El Corte Inglés y Galerías Preciados revolucionaron el comercio en España, sobre todo a partir de los sesenta: además de las rebajas, invirtieron en publicidad –aprendida en Cuba, adonde habían viajado Pepín Fernández y Ramón Areces–; introdujeron las tarjetas de compra propias; el aire acondicionado; la estructura por departamentos repartidos en plantas; y el escaparatismo a gran escala.
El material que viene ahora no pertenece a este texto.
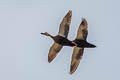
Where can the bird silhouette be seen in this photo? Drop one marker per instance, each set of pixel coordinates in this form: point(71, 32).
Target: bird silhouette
point(61, 38)
point(79, 43)
point(82, 43)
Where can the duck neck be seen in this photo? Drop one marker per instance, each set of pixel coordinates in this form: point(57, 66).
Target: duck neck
point(51, 36)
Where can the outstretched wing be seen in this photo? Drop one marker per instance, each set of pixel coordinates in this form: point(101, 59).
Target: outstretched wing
point(54, 49)
point(64, 26)
point(78, 52)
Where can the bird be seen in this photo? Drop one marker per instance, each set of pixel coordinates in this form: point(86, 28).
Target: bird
point(81, 43)
point(60, 39)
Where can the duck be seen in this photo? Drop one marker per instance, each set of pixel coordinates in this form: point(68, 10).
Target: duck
point(81, 43)
point(60, 39)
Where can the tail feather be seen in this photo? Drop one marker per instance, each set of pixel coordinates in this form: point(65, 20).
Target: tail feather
point(89, 45)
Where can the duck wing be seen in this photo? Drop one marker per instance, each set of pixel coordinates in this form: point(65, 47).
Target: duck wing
point(64, 26)
point(63, 31)
point(78, 52)
point(54, 50)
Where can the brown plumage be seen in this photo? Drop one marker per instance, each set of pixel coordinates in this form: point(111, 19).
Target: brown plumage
point(81, 43)
point(61, 38)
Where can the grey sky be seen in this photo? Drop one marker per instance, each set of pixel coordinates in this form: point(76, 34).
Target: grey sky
point(24, 52)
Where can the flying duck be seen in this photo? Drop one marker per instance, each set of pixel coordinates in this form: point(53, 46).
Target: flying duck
point(82, 43)
point(60, 39)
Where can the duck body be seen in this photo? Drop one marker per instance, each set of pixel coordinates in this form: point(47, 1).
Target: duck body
point(83, 44)
point(63, 41)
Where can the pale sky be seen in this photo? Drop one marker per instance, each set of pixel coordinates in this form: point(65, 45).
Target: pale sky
point(24, 52)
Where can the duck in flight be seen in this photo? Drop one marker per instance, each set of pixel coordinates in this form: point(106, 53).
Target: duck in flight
point(61, 38)
point(79, 43)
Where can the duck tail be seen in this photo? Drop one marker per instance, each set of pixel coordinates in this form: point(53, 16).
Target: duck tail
point(89, 45)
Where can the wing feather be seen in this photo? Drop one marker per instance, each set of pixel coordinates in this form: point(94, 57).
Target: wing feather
point(64, 26)
point(78, 52)
point(54, 50)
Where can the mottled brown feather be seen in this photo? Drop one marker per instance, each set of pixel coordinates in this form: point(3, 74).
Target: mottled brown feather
point(64, 26)
point(78, 52)
point(54, 49)
point(63, 31)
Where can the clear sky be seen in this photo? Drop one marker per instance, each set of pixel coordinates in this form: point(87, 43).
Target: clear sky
point(24, 52)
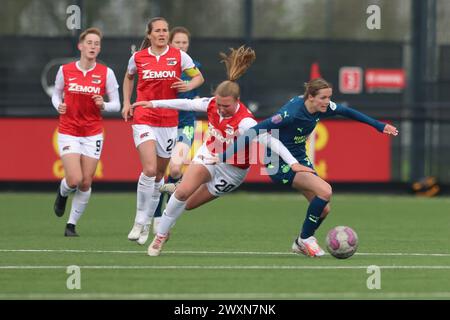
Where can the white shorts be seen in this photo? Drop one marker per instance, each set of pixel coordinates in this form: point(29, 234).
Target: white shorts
point(165, 138)
point(224, 177)
point(88, 146)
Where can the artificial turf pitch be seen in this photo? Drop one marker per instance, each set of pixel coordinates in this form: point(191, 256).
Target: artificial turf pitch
point(236, 247)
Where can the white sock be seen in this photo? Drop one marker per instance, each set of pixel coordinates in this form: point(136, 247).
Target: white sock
point(79, 203)
point(64, 188)
point(154, 200)
point(144, 195)
point(174, 209)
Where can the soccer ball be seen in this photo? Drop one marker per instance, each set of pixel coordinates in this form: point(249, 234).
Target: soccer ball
point(342, 242)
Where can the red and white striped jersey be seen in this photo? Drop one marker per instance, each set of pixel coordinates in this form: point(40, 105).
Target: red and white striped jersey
point(223, 131)
point(82, 118)
point(155, 76)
El Corte Inglés acabó devorando a su competencia –absorbió Galerías Preciados en 1995– y mató a la matriz de donde nació.
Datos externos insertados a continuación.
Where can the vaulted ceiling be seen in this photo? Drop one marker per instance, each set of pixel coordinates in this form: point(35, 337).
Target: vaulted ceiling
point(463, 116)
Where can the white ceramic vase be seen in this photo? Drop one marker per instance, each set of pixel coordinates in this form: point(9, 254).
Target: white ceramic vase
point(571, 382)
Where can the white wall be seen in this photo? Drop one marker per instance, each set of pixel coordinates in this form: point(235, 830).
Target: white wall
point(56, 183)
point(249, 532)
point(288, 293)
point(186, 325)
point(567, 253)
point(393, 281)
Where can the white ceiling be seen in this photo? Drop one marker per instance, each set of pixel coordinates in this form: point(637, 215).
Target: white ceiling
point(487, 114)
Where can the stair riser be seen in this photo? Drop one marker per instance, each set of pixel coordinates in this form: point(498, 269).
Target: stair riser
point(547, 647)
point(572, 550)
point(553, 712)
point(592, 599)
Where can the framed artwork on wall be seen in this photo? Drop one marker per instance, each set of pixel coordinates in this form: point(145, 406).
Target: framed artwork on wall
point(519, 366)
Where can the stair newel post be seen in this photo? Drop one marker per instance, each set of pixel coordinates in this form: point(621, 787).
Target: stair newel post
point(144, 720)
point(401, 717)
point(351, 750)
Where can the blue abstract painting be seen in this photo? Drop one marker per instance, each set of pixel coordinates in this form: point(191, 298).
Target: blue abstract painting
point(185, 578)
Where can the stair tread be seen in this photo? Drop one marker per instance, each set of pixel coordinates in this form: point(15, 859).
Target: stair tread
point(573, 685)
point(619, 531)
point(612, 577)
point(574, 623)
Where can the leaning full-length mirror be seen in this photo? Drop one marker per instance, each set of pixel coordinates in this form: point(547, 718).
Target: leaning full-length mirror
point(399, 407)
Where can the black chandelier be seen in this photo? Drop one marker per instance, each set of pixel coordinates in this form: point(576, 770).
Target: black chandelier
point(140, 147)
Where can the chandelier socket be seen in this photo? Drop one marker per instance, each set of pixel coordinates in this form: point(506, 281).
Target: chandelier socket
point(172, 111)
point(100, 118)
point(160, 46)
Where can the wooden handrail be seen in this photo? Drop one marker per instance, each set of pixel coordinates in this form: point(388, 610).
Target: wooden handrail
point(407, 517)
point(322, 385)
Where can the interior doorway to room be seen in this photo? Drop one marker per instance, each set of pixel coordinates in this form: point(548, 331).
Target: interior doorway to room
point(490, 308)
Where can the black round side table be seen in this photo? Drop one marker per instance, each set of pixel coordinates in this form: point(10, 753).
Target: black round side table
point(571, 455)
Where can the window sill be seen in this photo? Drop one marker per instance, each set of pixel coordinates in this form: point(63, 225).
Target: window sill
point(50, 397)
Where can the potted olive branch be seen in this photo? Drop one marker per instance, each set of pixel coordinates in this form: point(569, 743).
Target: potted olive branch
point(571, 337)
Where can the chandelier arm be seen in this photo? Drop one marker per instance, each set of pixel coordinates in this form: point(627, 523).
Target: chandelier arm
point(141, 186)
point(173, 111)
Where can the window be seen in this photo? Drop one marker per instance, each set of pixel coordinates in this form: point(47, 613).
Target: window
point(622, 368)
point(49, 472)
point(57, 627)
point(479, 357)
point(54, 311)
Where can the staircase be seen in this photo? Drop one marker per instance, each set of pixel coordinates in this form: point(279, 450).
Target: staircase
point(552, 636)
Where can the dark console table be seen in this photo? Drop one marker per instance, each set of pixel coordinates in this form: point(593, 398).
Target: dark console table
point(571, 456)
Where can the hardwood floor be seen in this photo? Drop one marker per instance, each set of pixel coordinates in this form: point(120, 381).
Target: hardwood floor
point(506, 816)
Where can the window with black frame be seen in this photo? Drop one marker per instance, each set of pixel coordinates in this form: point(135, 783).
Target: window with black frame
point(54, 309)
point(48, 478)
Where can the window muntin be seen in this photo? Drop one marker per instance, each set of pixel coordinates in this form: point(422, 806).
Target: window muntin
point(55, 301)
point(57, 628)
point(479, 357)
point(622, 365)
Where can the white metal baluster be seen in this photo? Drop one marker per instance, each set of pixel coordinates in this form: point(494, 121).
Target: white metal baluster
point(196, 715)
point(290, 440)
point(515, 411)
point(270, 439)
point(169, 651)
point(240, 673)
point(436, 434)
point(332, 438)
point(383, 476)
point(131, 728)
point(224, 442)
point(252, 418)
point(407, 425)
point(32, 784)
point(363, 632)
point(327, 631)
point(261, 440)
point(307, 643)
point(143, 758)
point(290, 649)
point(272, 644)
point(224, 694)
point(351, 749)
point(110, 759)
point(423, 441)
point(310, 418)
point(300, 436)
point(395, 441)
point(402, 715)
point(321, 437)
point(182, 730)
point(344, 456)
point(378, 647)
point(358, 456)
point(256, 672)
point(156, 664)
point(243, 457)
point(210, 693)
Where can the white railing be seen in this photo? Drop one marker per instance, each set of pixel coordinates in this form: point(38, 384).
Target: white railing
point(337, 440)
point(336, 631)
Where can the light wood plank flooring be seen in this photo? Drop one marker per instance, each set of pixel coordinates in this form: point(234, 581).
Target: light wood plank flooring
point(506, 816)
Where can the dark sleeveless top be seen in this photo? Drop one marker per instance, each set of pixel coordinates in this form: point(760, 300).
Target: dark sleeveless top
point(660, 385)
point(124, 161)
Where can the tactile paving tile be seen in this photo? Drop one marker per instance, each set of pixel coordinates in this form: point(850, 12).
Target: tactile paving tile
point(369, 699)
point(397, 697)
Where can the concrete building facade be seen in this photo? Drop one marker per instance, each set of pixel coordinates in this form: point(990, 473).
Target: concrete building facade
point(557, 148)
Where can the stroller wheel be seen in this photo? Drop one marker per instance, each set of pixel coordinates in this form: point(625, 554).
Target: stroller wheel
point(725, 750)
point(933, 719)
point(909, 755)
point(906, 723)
Para entonces, los grandes almacenes ya eran capaces de decretar las estaciones del año –ya es primavera en El Corte Inglés; ya es Navidad en El Corte Ingles–; y de convertir eslóganes publicitarios en lemas de un tiempo histórico: “Si no queda satisfecho, le devolvemos su dinero”.
El Corte Inglés sigue dando los buenos días cada día en las principales emisoras de radio de España; y cuando llega una huelga feminista como el 8M una de las voces que se echaron de menos fue la de Rosa Márquez, la mujer que pone voz a El Corte Inglés cada mañana en la Cadena SER.
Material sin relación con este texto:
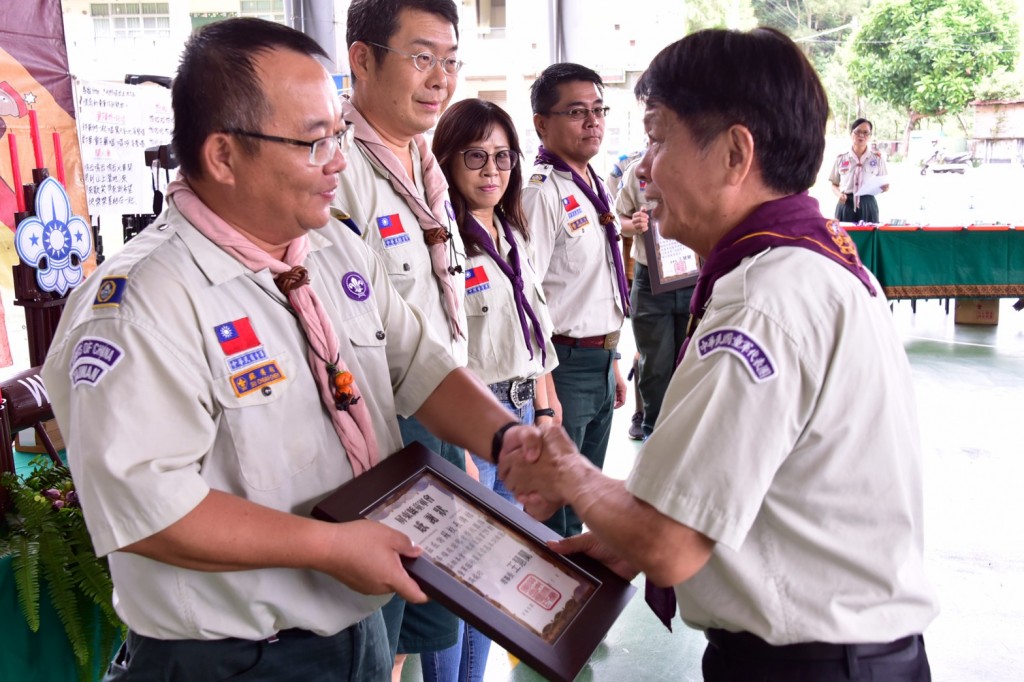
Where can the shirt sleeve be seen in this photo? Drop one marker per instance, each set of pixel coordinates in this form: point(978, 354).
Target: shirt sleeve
point(724, 430)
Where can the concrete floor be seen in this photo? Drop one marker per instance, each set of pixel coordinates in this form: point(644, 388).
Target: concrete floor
point(970, 387)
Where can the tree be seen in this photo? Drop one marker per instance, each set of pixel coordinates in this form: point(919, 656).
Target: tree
point(927, 57)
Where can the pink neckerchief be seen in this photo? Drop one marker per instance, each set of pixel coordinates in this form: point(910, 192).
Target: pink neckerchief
point(430, 213)
point(353, 425)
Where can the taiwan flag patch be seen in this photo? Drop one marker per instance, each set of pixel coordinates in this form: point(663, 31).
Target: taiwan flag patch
point(391, 230)
point(237, 336)
point(476, 280)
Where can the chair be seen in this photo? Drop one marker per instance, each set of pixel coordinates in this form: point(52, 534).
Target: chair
point(26, 405)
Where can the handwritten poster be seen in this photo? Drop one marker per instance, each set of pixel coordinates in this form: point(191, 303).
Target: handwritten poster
point(116, 124)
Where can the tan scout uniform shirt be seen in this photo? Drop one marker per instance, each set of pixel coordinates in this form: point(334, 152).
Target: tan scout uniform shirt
point(631, 198)
point(572, 255)
point(158, 408)
point(788, 435)
point(497, 349)
point(390, 228)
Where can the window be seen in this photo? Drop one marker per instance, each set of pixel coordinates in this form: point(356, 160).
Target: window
point(119, 20)
point(272, 10)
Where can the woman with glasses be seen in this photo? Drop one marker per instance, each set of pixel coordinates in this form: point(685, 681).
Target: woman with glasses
point(852, 171)
point(510, 349)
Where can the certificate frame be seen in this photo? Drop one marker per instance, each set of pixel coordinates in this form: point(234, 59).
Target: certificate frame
point(683, 269)
point(578, 635)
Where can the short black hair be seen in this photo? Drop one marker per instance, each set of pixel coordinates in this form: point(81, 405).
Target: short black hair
point(217, 87)
point(544, 91)
point(464, 123)
point(853, 126)
point(760, 79)
point(377, 20)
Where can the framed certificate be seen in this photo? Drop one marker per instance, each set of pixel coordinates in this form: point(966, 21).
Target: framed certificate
point(670, 263)
point(486, 560)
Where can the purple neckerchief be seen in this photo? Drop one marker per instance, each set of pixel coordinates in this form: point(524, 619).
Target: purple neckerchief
point(513, 270)
point(602, 203)
point(792, 221)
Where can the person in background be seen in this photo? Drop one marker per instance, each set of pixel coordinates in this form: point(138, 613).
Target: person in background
point(576, 236)
point(780, 493)
point(659, 321)
point(264, 364)
point(510, 347)
point(851, 170)
point(404, 61)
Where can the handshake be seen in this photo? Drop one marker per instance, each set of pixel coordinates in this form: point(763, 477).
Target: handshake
point(545, 470)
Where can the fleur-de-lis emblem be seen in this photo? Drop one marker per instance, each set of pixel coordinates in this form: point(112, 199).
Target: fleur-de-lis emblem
point(48, 240)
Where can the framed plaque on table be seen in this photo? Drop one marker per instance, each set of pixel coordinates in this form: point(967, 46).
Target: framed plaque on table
point(486, 560)
point(671, 264)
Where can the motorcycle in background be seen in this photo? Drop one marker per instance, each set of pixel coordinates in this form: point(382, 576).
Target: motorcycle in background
point(939, 162)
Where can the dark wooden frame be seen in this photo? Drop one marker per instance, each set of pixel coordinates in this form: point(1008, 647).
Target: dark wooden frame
point(659, 283)
point(560, 661)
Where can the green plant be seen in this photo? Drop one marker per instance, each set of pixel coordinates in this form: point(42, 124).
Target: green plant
point(45, 536)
Esa omnipresencia, que ha ido en retroceso desde la última década por la crisis económica y las posibilidades abiertas por las nuevas tecnologías y el comercio electrónico, ha sido también termómetro del éxito de la principal huelga desde la reinstauración democrática: la del 14D de 1988, al año siguiente de haber sufrido uno de los atentados más trágicos de ETA, el de Hipercor de Barcelona en 1987, con 21 muertos.
Entonces, el 14D, cerró todo; incluso algunos centros de El Corte Inglés. Y si fue así no ocurrió por la presión laboral de los sindicatos internos, más bien próximos a la dirección de la empresa.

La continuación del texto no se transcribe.